The Legislature has passed a bill creating a commission to study the issue of bullying in public housing complexes, an issue raised by Attleboro residents over the years.
State Rep. Paul Heroux, D-Attleboro, said he has been pushing for action for 2 1/2 years after hearing from residents.
He said City Councilor Richard Conti helped raise awareness of the issue in 2013, when he brought Attleboro residents with him to a hearing on Beacon Hill on the subject.
The bill mandates that a commission study the issue and recommend guidelines for anti-bullying policies.
A coalition of groups that advocated for the bill said elderly and disabled residents are often harassed and threatened in housing complexes.
Jonathan Gale, co-coordinator of the Stop Bullying Coalition, said the bill could help the situation.
“Unfortunately, a disproportionate number of people with disabilities find themselves living in public housing because they rely on a fixed government supported income,” he said.
“All too often, simply because of their disability, they are the victims of bullying, not only by other tenants, but by management as well. Now, for the first time, thanks to the hard work of our coalition partners and the positive response of the Legislature, we can finally start the process of listening, learning, educating, and putting into place laws and regulations that will give all of us the opportunity to live in a safe home and community.”

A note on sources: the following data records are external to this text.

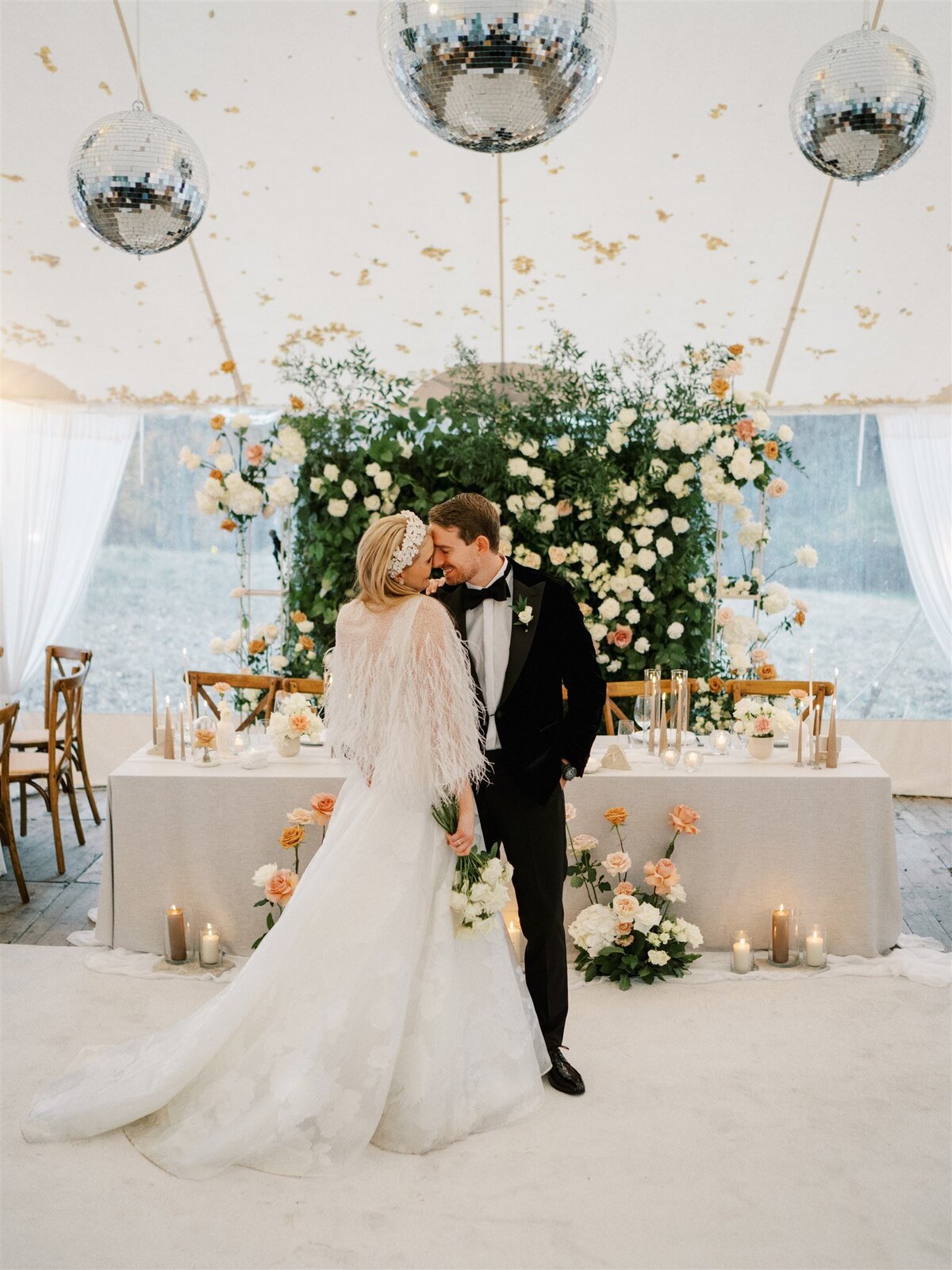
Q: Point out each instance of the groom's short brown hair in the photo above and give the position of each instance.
(471, 516)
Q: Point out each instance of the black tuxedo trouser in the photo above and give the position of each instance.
(533, 837)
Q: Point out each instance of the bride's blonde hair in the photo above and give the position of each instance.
(374, 552)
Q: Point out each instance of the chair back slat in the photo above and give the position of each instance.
(200, 683)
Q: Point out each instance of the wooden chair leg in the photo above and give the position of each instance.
(71, 793)
(57, 835)
(86, 783)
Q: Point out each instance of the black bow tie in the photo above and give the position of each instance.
(475, 596)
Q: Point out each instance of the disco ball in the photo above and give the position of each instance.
(862, 105)
(139, 182)
(497, 78)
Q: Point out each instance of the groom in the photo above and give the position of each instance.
(526, 639)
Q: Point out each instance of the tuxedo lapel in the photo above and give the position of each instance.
(522, 637)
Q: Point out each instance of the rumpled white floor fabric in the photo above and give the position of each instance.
(359, 1019)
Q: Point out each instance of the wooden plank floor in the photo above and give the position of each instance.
(60, 903)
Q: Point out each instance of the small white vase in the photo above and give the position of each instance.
(761, 747)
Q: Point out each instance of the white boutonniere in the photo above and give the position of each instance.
(522, 614)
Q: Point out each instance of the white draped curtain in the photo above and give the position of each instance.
(917, 451)
(60, 473)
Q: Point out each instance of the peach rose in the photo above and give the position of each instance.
(746, 429)
(662, 876)
(281, 886)
(292, 837)
(323, 806)
(682, 818)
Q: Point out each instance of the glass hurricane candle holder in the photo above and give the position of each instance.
(742, 952)
(177, 935)
(814, 945)
(209, 945)
(785, 937)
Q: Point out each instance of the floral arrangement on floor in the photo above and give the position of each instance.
(279, 884)
(480, 883)
(634, 935)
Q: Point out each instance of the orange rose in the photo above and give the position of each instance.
(292, 837)
(323, 806)
(281, 887)
(682, 818)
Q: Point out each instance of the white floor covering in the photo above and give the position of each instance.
(767, 1124)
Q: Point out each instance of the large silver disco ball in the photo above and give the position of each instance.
(497, 76)
(139, 182)
(862, 105)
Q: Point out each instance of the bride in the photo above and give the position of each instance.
(359, 1018)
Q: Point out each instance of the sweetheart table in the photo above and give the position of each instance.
(820, 842)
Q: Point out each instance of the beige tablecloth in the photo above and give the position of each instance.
(822, 842)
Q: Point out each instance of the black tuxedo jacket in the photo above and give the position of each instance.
(536, 728)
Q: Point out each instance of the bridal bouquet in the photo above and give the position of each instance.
(632, 937)
(482, 880)
(279, 884)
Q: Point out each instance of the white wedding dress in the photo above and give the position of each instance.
(361, 1018)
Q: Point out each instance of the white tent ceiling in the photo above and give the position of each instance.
(678, 203)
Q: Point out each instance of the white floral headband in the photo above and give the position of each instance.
(410, 544)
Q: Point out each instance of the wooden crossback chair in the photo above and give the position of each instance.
(54, 764)
(200, 681)
(739, 689)
(67, 660)
(8, 721)
(635, 689)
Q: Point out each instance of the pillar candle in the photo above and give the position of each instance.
(780, 935)
(175, 922)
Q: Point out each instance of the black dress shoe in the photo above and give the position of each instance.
(562, 1076)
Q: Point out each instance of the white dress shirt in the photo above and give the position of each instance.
(489, 628)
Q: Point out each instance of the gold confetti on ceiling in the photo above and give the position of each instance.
(603, 252)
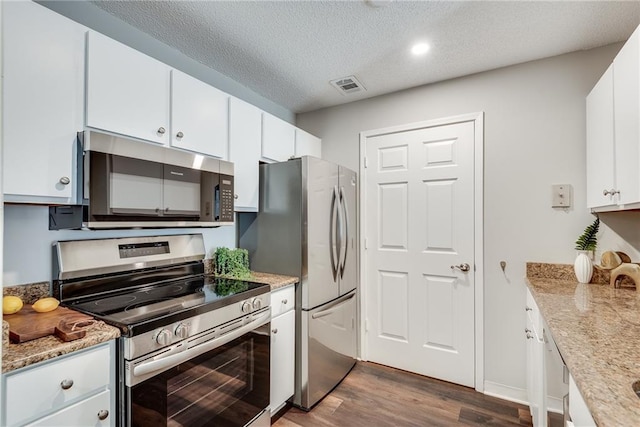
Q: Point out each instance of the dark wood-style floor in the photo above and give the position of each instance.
(377, 396)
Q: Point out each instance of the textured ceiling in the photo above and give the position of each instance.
(288, 51)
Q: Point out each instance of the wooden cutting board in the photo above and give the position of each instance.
(28, 324)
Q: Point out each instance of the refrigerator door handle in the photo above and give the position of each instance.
(333, 307)
(332, 227)
(344, 230)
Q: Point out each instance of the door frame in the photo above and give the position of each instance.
(478, 195)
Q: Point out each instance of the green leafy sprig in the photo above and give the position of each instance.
(588, 240)
(232, 263)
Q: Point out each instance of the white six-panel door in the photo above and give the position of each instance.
(419, 233)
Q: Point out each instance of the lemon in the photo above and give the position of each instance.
(45, 304)
(11, 304)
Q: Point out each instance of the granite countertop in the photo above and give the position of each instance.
(597, 330)
(276, 281)
(15, 356)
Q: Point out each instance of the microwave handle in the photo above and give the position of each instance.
(175, 359)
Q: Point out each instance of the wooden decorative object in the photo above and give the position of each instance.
(625, 269)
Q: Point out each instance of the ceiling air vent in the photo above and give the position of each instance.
(347, 85)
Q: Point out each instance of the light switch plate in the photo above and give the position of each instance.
(561, 196)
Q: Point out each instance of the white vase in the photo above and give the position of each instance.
(583, 267)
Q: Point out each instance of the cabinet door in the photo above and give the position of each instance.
(278, 139)
(199, 116)
(127, 91)
(307, 144)
(40, 389)
(43, 95)
(93, 411)
(245, 133)
(600, 144)
(626, 100)
(282, 359)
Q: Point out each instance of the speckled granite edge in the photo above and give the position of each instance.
(16, 356)
(276, 281)
(541, 270)
(30, 292)
(596, 329)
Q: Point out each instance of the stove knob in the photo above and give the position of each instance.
(182, 330)
(246, 307)
(164, 337)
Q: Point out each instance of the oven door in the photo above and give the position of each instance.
(224, 386)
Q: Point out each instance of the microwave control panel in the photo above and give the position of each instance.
(225, 212)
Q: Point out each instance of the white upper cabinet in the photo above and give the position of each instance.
(127, 91)
(43, 95)
(626, 105)
(613, 133)
(245, 134)
(601, 181)
(199, 116)
(307, 144)
(278, 139)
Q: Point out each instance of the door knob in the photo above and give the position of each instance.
(462, 267)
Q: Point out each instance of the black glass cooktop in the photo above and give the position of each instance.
(170, 301)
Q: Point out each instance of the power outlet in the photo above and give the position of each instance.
(561, 196)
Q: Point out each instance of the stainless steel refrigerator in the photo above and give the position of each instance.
(306, 227)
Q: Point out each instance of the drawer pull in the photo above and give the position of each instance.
(66, 384)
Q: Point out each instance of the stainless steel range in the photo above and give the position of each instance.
(194, 349)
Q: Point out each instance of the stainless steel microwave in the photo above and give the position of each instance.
(131, 184)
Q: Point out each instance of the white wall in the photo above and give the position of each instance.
(28, 241)
(534, 137)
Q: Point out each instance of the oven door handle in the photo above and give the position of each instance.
(185, 355)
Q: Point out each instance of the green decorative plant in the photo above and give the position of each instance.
(588, 240)
(232, 263)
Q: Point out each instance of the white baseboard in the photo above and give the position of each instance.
(518, 395)
(501, 391)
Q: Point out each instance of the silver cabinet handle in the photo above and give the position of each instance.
(66, 384)
(462, 267)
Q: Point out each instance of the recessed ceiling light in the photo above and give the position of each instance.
(420, 49)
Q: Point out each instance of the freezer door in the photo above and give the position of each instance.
(328, 349)
(348, 252)
(320, 240)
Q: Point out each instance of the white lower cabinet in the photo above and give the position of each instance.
(536, 391)
(580, 415)
(72, 390)
(282, 347)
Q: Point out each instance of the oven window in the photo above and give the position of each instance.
(227, 386)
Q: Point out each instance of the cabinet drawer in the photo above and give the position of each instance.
(84, 413)
(40, 390)
(282, 300)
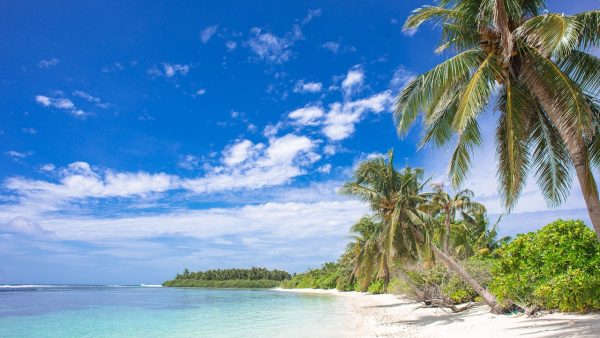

Heroux said the problem often comes down to residents not respecting boundaries.
For instance, he said one issue he was made aware of was residents threatening others so they would not have to share public spaces such as laundry rooms.
Heroux said he had filed a separate bill that would have required all public housing authorities to adopt policies dealing with bullying, but was agreeable to having a commission develop guidelines first.
The passage of the bill was one of the late-night moves by the Legislature over the weekend as its session came to a close.
State Rep. Betty Poirier, R-North Attleboro, said most of the big bills that were pending ended up getting approved, some at the last minute.
She said they included legislation involving economic development, ride-sharing services such as Uber and energy.
“It’s a crazy place. Everything seems to come together at the last moment,” she said of the midnight session at the Statehouse.
“Tremendous concessions” had to be made to get the Senate and House to agree on items such as the energy bill, she said. The bill has incentives for offshore wind power and purchasing hydroelectric power from Canada, a priority of Gov. Charlie Baker.
Heroux said there are positive aspects to the energy bill, but he was disappointed it did not do anything to support solar power.
State Rep. Steven Howitt, R-Seekonk, said the bill could help bring down the state’s high energy costs by providing new sources of power, but it will take time for powerlines and towers to be erected to carry the power to Massachusetts.
Poirier said one concern of hers is that the Legislature overrode so many of Baker’s budget cuts.
She said her concern is that if state revenue remains sluggish, larger cuts will have to be made halfway through the budget year.
Howitt said he tried to weigh the value of each veto being voted on.
For instance, as a member of a committee on tourism, he voted to override a veto of funding for cultural councils. He said he knows the funding pays dividends for the state.
Howitt said he was disappointed House and Senate conferees could not come to an agreement on a “non-compete” bill. The legislation would have eased restrictions some companies impose on employees who want to take jobs with competitors.